Jacques resta quelques secondes silencieux, puis il reprit ses questions :

— Il a donc fait allusion à notre malheur, mais je suis persuadé que vous l’avez adouci.

Je voyais clairement que Jacques ne voulait pas se souvenir de l’apostrophe de son ami. Très satisfait de la tournure que prenait ce retour, il voulait rester sur sa bonne impression.

— J’ai passé un moment bien agréable dans la compagnie de mon vieil ami, et ce ne sera pas sans une extrême joie que je travaillerai de nouveau avec lui.

À peine si, maintenant, j’entendais Jacques. Ma mémoire me renvoyait les phases de mon entretien avec Hervé de Gritte. J’avais hâte d’être seule pour bien rétablir les faits et me convaincre qu’il n’y avait eu aucune provocation de ma part.

Enfin je fus dans ma chambre et laissai Jacques dans son cabinet de travail en compagnie des notes qu’il avait rapportées. À mon tour, j’avais à remettre de l’ordre dans mes idées, et ce fut assez troublée que je m’enfonçai dans une bergère pour réfléchir en paix.

À mon grand étonnement, je ne ressentais plus aucune terreur à l’égard d’Hervé. Maintenant que je n’étais plus en face de lui, sa menace me parut un enfantillage. Je ne me remémorais plus que son visage admirable, son sourire séduisant et ses yeux fascinateurs.

Je compris, ce soir-là, ce que la beauté pouvait avoir de captivant. J’avoue que je me plaisais à évoquer ces beaux traits, empreints de tant de grâce. Ses paroles pleines de fatuité ne me causaient plus d’effroi. J’oubliais qu’il m’avait serrée dans ses bras et je riais presque en pensant qu’il m’avait déclaré son amour.

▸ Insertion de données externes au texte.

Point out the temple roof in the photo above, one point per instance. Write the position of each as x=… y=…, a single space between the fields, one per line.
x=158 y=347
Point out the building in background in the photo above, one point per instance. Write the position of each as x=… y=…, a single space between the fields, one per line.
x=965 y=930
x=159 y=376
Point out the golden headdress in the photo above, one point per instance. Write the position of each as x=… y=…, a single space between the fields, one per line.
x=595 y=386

Je le considérais comme un impulsif que la douleur avait désaxé, et soudain je le plaignis extrêmement. J’avais toujours été si seule dans ma vie que cela me paraissait bon d’avoir un frère. J’étais assez sotte pour me persuader que réellement mon affection ferait du bien à ce jeune homme. Romanesque comme je l’étais, je ne voyais qu’un beau rôle à jouer.